I am working on creating a speech to text engine for Urdu (Pakistani national language). I am using DeepSpeech 0.9.1 and followed the instructions in the documentation.
I am running the following command when working with the language model: ./generate_scorer_package --alphabet /content/gdrive/MyDrive/dataset/Urdualphabet.txt --lm lm.binary --package kenlm.scorer --default_alpha 0.931289039105002 --default_beta 1.1834137581510284 --vocab vocab-500000.txt
The output I am getting is: 500000 unique words read from vocabulary file. Doesn't look like a character based (Bytes Are All You Need) model. --force_bytes_output_mode was not specified, using value infered from vocabulary contents: false Invalid label 0
Can someone please advise what I need to change? The vocabulary was generated successfully.
I tried with --force_bytes_output checked but the documentation says it is for a different purpose. Is there a flag for utf-8? I could not find anything referring to that in the documentation.
I checked the other person working on Urdu, she is working on Roman Urdu - a version of Urdu written with roman letters. I am working on the native Urdu font which is right to left and has a completely different data set. Could right-to-left be the reason?

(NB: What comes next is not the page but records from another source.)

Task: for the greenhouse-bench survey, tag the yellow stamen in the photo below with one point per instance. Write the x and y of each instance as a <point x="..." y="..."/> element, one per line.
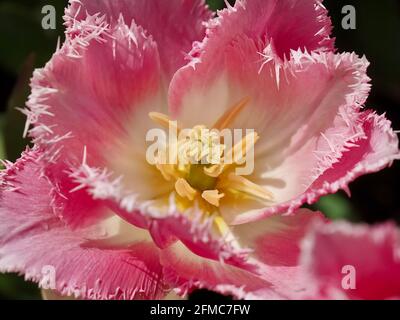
<point x="163" y="120"/>
<point x="241" y="184"/>
<point x="226" y="119"/>
<point x="234" y="155"/>
<point x="168" y="171"/>
<point x="212" y="196"/>
<point x="184" y="189"/>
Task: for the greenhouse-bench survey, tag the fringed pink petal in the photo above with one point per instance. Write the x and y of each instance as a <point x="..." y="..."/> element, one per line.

I just pulled a sample Urdu data set from: http://pcai056.informatik.uni-leipzig.de/downloads/corpora/urd_newscrawl_2016_1M.tar.gz
Installed KenLM and it’s dependencies.
Then I used the command below to generate the vocabulary and lm binary file. !python3 generate_lm.py --input_txt ../../../Urdu_Corpus/urd_newscrawl_2016_1M/urd_newscrawl_2016_1M-sentences.txt \ --output_dir . \ --top_k 500000 --kenlm_bins ../../../kenlm/build/bin/ \ --arpa_order 4 --max_arpa_memory "85%" --arpa_prune "0" \ --binary_a_bits 255 --binary_q_bits 8 --binary_type trie
I have regenerated the alphabet as well but it doesn’t seem to matter. What else can I change?